Crepeau-Hobson said it’s important to not make false promises and be honest, even if the chances of being involved in a school shooting are miniscule. Tell your kid, “Drills are scary, but they will help keep you safe in case something bad ever happens,” instead of, “This will never happen to you anyway, so don’t worry.”
She recommends checking out the National Association of School Psychologists’ resources for parents about talking to kids of all ages about violence in schools. Advice includes:
- Reassure kids that they are safe, but make sure to validate their fears and feelings.
- Make the time to talk. For your younger kids, communicating their thoughts may take the form of drawing or playing, not as a conversation.
- Tailor your explanations to be age appropriate. As your children enter middle and high school, welcome their thoughts and opinions on gun control and school safety.
- Review safety procedures with your kids, and help them identify an adult at school that they trust.

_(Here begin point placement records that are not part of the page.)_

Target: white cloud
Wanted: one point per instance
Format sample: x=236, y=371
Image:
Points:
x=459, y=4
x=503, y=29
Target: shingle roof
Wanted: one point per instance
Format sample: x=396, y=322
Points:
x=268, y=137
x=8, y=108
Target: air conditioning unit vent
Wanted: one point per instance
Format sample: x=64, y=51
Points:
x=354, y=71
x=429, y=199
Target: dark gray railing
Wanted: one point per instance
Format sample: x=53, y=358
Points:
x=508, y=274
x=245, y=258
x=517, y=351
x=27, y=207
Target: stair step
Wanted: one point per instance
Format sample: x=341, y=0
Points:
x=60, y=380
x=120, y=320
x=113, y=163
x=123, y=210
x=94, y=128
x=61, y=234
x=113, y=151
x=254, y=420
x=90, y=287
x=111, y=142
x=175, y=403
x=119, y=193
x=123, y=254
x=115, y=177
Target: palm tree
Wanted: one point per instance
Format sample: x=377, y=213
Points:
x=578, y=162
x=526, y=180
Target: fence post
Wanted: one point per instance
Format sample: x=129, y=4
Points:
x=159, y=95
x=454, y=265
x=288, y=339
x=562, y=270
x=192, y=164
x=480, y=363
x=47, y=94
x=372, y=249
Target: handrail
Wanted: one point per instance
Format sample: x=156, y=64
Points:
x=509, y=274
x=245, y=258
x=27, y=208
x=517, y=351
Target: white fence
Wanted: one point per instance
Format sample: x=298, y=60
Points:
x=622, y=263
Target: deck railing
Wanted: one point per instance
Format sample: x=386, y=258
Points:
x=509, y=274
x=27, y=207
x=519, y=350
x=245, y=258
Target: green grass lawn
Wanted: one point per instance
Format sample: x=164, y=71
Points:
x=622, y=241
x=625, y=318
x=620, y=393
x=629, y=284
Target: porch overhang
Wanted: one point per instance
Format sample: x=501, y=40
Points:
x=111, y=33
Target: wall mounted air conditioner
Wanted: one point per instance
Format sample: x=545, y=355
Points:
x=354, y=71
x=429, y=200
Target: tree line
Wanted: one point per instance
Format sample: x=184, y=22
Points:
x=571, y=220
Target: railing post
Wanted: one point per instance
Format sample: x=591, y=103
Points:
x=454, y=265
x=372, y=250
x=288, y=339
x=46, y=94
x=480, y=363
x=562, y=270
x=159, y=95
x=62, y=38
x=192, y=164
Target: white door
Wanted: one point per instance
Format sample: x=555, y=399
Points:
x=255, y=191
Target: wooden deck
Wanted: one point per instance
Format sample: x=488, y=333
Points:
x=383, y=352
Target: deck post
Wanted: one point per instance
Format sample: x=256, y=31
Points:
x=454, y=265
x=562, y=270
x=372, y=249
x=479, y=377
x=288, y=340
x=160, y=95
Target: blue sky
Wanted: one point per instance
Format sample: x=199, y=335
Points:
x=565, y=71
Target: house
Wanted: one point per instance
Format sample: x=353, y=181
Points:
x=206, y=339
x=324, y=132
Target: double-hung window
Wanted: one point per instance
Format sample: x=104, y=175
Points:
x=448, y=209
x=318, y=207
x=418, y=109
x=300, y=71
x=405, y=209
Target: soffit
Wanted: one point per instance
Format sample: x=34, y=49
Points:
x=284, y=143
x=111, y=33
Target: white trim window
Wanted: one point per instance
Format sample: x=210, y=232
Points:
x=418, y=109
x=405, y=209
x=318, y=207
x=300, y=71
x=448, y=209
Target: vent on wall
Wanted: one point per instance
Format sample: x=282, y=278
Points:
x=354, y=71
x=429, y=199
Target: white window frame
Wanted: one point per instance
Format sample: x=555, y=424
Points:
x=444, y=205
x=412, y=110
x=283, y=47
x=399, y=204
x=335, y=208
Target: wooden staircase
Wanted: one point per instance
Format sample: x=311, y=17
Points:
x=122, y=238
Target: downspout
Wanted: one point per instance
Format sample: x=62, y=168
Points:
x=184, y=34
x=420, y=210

- Keep an eye on your child’s sleep patterns, appetite and anxiety after drills. Don’t be afraid to talk to a mental health professional for help, especially if your child has experienced past trauma or has special needs.
- Limit how much your younger kids see news about school shootings or other violent events on television.
- Maintain a normal routine, and encourage them to continue hobbies and activities.
She said schools and families should give as much advance notice as possible, and focusing on the “why” — they’ll keep you safe if the time comes — behind the exercises.